(491d) Iteratively Refined Distillation Line Methods

Hassan, C. - Presenter, University of Rhode Island

Traditional distillation line methods for synthesis and design generate trajectories by starting at both product ends of a column and integrating toward the feed stage. When the rectifying and stripping trajectories intersect, the column design is considered feasible; when they do not, the design is infeasible. Unfortunately, even when trajectories intersect, the component mass balances around the feed stage are not closed and, for equilibrium stage models, conditions of phase equilibrium are also not satisfied. That is, the liquid composition at the end of the stripping trajectory is usually not in equilibrium with the vapor composition calculated from the rectifying trajectory.

Recently, Lucia et al. (2008) have proposed a bottom up (or equivalently top down) approach to design using a distillation line methodology in which a stripping line trajectory is generated from a specified bottoms product, a switch is made at the feed stage, and then the rectifying line trajectory is generated by continuing the integration to the distillate product. For any rectifying trajectory that lands within a given open ball around the specified distillate product, the design is considered feasible. Otherwise, the design is infeasible. The bottom up approach has the advantage of exactly satisfying all component mass balances and equilibrium conditions at the feed stage. However, there is generally a mismatch in the overall component mass balances for the column.

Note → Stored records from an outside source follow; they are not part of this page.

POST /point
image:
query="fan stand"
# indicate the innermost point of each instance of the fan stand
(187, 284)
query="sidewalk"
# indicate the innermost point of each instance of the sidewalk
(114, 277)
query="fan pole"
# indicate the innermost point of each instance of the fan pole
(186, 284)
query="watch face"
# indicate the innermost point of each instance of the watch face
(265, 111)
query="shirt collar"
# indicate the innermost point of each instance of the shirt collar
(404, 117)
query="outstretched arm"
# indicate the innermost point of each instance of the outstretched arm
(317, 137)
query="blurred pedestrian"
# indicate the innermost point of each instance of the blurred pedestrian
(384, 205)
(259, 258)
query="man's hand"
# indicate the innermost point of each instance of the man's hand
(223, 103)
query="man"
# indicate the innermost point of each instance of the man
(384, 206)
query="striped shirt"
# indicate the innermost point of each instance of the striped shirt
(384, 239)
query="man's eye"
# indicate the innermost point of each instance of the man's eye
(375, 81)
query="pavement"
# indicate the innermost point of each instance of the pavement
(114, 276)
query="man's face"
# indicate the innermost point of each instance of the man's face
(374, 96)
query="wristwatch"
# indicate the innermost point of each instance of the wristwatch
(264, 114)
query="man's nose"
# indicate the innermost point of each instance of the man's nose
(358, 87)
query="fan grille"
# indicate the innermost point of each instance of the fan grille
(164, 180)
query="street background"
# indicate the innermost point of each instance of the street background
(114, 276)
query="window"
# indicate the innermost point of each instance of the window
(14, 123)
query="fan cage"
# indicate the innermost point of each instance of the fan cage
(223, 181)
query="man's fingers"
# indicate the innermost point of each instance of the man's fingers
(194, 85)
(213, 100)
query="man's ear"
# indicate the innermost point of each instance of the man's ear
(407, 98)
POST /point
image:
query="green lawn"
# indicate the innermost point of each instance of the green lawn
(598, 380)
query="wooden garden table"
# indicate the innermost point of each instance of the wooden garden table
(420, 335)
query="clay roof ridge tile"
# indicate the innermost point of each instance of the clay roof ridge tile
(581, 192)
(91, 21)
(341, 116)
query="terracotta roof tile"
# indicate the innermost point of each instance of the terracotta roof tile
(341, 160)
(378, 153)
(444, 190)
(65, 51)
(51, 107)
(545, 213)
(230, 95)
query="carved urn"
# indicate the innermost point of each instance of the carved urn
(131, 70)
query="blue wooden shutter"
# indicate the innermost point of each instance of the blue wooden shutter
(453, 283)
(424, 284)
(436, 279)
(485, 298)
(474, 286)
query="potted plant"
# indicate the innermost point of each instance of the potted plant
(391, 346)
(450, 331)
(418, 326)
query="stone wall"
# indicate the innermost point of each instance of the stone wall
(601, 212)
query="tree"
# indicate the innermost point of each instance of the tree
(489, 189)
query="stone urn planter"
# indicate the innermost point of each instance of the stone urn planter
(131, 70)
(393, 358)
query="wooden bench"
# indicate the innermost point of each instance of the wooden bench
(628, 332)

To resolve overall component mass balance errors in the bottom up distillation line methodology, we propose two simple iterative refinement schemes based on direct and accelerated direct substitution that have the additional advantage of being able to find feasible designs even when the given column product specifications are infeasible. Many examples are presented, including mixtures with as many as six components and phase equilibrium models ranging from constant relative volatility to those that model azeotropy. Numerical results clearly show that the proposed iterative refinement schemes can easily find feasible distillation designs. Geometric illustrations are used to highlight key points.